The cost of housing, energy and gasoline will create even more of a demand for public transportation, Dyer said.

Ashbeck Blasts Community Groups

During public comment, Leadership Counsel for Justice and Accountability co-executive director Veronica Garibay said the Measure C plan was rushed and did not meet the needs of the community.

“This process has failed to meaningfully include the community. And I’d like to start that by noting that even the modified plan falls short of what community residents have asked for, for many years,” Garibay said.

Clovis City Councilwoman Lynne Ashbeck — FCTA vice chair — responded to the criticism from social justice groups that the Measure C process did not engage the community well enough. She did not hold back.

“The inability of your constituents to have their voices heard is a result of your performance in this process.
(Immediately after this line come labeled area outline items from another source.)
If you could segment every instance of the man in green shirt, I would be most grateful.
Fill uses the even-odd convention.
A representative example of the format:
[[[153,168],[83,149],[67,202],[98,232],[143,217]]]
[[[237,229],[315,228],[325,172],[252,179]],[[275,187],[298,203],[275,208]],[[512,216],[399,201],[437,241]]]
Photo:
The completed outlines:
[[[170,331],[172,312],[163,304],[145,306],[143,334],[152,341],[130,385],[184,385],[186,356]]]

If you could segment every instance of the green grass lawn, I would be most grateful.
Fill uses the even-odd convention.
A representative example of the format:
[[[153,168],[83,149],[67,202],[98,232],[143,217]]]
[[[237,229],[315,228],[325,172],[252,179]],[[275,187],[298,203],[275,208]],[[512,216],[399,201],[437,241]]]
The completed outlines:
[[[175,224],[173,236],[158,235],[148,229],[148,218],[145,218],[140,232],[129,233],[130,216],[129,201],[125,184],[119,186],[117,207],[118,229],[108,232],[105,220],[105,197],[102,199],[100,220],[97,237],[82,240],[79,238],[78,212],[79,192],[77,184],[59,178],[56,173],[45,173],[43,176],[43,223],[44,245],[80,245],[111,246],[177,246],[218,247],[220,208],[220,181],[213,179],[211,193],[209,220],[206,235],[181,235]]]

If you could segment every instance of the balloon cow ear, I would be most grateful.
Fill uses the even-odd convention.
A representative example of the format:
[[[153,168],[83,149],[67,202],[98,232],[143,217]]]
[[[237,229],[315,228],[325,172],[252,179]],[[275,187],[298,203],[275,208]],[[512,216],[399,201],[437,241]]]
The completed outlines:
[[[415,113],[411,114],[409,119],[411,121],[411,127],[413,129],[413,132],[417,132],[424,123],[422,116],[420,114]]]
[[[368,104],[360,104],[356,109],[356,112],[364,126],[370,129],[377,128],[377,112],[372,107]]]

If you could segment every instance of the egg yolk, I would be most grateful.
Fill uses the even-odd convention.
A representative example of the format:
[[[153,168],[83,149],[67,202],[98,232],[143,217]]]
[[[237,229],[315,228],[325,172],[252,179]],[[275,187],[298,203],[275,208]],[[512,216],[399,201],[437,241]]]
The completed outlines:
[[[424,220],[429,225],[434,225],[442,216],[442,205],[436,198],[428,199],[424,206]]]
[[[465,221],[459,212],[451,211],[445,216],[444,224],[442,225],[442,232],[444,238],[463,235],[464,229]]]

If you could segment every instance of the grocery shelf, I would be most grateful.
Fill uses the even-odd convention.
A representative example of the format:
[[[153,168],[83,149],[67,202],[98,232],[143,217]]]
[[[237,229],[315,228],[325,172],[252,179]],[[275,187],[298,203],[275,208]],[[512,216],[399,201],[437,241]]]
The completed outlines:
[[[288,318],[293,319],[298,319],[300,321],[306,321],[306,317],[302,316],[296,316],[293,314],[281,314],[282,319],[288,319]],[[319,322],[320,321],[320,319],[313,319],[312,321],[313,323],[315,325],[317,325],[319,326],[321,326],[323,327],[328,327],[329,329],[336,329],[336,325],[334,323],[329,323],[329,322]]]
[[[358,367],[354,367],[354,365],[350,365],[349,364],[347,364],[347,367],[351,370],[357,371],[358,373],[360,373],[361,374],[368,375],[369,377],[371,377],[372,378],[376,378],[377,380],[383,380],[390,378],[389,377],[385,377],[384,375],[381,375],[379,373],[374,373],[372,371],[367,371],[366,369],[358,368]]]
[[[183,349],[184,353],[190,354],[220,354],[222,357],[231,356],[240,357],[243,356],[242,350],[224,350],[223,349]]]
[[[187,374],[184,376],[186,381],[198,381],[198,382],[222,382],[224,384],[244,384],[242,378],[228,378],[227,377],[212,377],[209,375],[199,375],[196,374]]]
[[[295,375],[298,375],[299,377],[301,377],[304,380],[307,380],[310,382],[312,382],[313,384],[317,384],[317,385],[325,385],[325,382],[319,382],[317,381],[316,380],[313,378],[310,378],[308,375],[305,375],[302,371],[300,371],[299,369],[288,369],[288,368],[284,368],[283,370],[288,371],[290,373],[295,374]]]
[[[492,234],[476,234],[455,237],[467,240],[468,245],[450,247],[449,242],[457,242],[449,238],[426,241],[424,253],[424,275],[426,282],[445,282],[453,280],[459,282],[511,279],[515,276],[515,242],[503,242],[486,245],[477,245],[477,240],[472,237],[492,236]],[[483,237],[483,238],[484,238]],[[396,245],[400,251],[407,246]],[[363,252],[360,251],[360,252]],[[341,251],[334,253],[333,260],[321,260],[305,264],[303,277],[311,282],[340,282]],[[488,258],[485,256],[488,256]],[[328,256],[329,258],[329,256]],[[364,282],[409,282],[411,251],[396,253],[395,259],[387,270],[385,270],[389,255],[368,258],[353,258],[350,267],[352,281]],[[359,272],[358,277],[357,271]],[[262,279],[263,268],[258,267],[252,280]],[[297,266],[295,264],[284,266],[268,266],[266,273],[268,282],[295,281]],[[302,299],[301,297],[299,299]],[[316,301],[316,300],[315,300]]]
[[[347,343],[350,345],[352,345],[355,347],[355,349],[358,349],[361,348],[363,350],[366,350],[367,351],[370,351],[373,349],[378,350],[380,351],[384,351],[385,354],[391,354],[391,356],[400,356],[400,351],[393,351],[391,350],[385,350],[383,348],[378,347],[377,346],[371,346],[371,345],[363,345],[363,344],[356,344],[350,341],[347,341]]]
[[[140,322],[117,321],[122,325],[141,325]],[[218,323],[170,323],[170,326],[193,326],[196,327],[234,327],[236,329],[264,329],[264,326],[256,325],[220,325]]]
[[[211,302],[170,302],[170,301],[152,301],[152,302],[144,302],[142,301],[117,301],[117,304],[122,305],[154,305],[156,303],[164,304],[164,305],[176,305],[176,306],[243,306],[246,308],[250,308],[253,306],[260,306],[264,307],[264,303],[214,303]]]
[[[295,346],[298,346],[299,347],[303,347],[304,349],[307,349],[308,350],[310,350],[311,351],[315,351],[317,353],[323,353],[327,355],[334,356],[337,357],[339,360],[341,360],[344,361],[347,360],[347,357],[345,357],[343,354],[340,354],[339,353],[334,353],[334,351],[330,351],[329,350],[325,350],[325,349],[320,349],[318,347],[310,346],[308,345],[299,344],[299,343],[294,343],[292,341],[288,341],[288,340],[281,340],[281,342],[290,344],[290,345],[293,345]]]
And if you had spent as much time bringing people here to oppose the measure as you, if you could have invested that time into voices to help us shape it, we might be in a different place,” Ashbeck said to community-based organizations that opposed the Measure C renewal.

“I think you missed an opportunity to bring those voices into the space. And that was really the role of the steering committee. But it turned out that isn’t what the CBO came for. They came to just oppose and slow down the process. And it’s hard for me to see any other way,” Ashbeck said.

LCJA, in a letter, accused FCTA and other government agencies of violating the state’s open meeting laws, CEQA — the state’s environmental review law — and election code.